Shortly after Libra was introduced, Matt Stoller wrote a helpful piece about the legal hurdles for the cryptocurrency, highlighting one that this tweet is referencing: the barrier between banking and commerce. “Banking and payments is a special business, where a bank gets access to intimate business secrets of its customers,” Stoller writes. “As one travel agent told Congress in 1970 when opposing the right of banks to enter his business, ‘Any time I deposited checks from my customers,’ he said, ‘I was providing the banks with the names of my best clients.’” 

That policy commitment, if it is serious, should make cryptocurrency enthusiasts nervous

That policy commitment, if it is serious, should make cryptocurrency enthusiasts nervous. Bitcoin specifically was meant to provide an alternative to the banking industry, but the infrastructure of wallets in many ways resembles banks. And Facebook, by presenting Libra as a potential alternative to banking, made this very obvious. (Facebook, for what it’s worth, has denied that Libra will operate as a bank.) If every provider of a cryptocurrency wallet or trading platform is suddenly regulated as a bank, friends, we are looking at chaos. I have been intermittently doing the Joker clap for hours.

Not to be outdone, the SEC has waded in. Remember the plan to peg Libra to a basket of relatively stable assets — “low-volatility assets, including bank deposits and government securities” in several currencies? The SEC is wondering if that makes Libra an exchange-traded fund, The Wall Street Journal reports. If so, Libra doesn’t launch without their say-so. And if the US doesn’t allow Libra, will it launch anywhere else? Facebook won’t say.

All this regulatory talk is especially hilarious if you remember cryptocurrency’s original culture and political commitments. The ideology of bitcoin (and pretty much all cryptocurrency, even the maybe-not-actually-cryptocurrency Libra) is that it is money for people who hate the government, especially government regulation. Trump’s followers from 2016 weren’t just rank-and-file Republicans. Trump excited the far right, the people who hate the government the most. These same people are the ones who tend to gravitate toward bitcoin, a notoriously bad payment system that has finally grown toward being essentially the purest uncut financial speculation money can buy. 

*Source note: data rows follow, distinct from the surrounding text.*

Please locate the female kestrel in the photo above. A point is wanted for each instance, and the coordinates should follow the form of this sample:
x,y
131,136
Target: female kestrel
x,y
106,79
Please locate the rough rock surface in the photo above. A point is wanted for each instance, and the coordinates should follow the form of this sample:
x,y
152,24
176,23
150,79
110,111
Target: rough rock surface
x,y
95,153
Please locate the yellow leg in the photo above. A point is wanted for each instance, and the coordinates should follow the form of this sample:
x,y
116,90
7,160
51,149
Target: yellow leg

There will be two hearings on Libra, and given the slapstick nature of Libra’s introduction to date, I expect farce. I am not confident any person in Congress — with the possible exception of Elizabeth Warren — understands Libra, bitcoin, or cryptocurrency on either a theoretical or a technical level. The questions are likely to be risible and the answers will be worse.

But now that we have presidential tweets, I think the possibility for comedy is even higher. Here’s the thing: if you are beholden to the far right, as some Republicans in Congress clearly are (hi, Ted Cruz and Josh Hawley!), there is now the outside possibility of weird grandstanding in favor of cryptocurrency. Tune in; judging by all the squeaking shoes so far, this is going to be a clown convention.